Afterwards, Bret Hart could have grabbed a steel chair and “Pillmanized” Austin’s leg (he would grab the chair right after). He could have used the chair to crack his head open. Instead, he reached for a ring bell. In my WrestleMania Memories on WrestleMania VIII’s match between Hart and “Rowdy” Roddy Piper, I mentioned how the ring bell in that match would come up again, and that Piper not using it was the crossroads between being a hero and being a villain. Piper decided to take the ring bell and toss it aside, losing the match but staying the hero nobody believed he could be.

After eating chairshots and a Boston Crab from Austin, Bret raked Stone Cold’s eyes when the Rattlesnake attempted a Sharpshooter of his own.

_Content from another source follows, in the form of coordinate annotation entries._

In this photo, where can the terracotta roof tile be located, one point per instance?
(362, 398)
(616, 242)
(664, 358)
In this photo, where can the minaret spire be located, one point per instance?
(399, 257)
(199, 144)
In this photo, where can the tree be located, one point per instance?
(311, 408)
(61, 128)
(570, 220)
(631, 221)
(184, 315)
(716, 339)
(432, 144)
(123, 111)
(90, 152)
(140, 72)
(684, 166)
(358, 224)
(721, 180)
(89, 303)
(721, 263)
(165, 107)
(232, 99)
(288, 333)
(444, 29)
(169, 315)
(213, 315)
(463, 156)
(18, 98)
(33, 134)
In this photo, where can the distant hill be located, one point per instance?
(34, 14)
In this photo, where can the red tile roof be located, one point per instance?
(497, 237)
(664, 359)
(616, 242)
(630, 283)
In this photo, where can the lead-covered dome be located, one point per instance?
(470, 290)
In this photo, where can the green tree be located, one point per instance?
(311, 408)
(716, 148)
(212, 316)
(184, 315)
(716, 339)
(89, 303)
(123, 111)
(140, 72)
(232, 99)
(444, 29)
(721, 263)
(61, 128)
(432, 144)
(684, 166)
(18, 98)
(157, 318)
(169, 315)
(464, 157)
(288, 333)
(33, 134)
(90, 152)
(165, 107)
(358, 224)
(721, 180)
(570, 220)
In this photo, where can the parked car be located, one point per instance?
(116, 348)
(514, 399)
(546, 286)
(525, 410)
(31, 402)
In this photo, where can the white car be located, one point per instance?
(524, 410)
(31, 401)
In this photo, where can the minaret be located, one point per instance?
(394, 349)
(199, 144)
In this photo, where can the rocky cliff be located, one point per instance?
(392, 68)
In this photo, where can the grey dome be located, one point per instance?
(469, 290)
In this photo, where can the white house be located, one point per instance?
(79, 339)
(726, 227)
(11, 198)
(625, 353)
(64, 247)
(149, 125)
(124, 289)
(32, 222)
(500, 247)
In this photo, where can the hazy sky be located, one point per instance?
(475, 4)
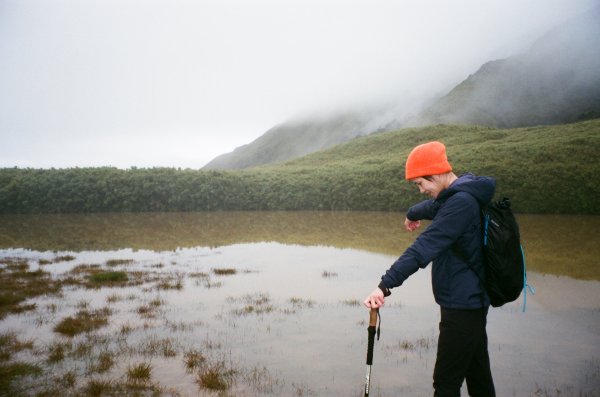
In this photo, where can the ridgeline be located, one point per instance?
(546, 169)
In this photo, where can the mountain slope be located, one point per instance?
(294, 139)
(556, 81)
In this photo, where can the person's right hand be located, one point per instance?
(411, 225)
(375, 300)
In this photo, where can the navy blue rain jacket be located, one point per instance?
(454, 233)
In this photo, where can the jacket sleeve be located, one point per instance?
(423, 210)
(452, 219)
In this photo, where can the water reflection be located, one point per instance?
(554, 244)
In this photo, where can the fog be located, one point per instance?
(176, 83)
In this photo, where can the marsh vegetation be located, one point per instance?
(269, 319)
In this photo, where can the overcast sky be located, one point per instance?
(176, 83)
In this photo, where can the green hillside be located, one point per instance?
(547, 169)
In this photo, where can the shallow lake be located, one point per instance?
(270, 301)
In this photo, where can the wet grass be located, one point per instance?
(109, 278)
(216, 376)
(18, 283)
(193, 359)
(139, 374)
(119, 262)
(11, 373)
(57, 259)
(225, 271)
(258, 303)
(83, 321)
(87, 362)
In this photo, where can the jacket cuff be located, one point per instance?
(386, 291)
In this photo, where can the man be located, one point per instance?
(453, 237)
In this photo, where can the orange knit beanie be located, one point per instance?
(427, 159)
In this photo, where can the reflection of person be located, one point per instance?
(454, 233)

The two fought outside again as Austin was now busted open. Despite punches to the open wound and dropping a chair to Austin’s knee brace, Bret had yet to turn. Austin would come back, grabbing extension cords to choke Bret out. It’s at this point that Bret reached to the ring bell and swung it at Austin, breaking the choke to a huge pop from the crowd. But you could hear the cheers slowly dissipate into boos. It wouldn’t take long for Hart to now lock on the Sharpshooter in the middle of the ring. Once again the cheers and boos rained down from the fans in Chicago, with blood streaming down Austin’s face. Instead of cheers for the Sharpshooter ready to finish Austin, the cheers came from Austin struggling out, breaking the Sharpshooter momentarily. Trying to break it again, Austin this time passed out from the loss of blood.

With the double turn completed, Bret Hart decided to try continue attacking Austin as he regained consciousness, only for Shamrock to waistlock suplex Bret off of Stone Cold. As Bret walked away from Ken Shamrock, it was the first time Bret had the entire area booing him. Austin would refuse the help from a referee and even fed the ref a Stone Cold Stunner to walk out on his own volition. It was here the crowd would begin to chant Austin’s name, which they would continue chanting for the next four WrestleMania’s.

This match changed everything for what it meant to be a good guy in the World Wrestling Federation. Austin tried to choke Bret out with an extension cord, but his resilience to the Sharpshooter endured him to fans in Chicago, and America, and soon the entire world. For Bret “The Hitman” Hart, he completed the first heel turn of his singles wrestling career, going for the easy way out with the steel chairs and eventually the ring bell. It may have been attacking Austin after the match and running away from Shamrock that finally turned the crowd against him, but the ring bell symbolized that what Piper decided to avoid doing, Bret was ready to do. Bret “The Hitman” Hart lived long enough to become a villain, and in his turn, the Attitude Era was born.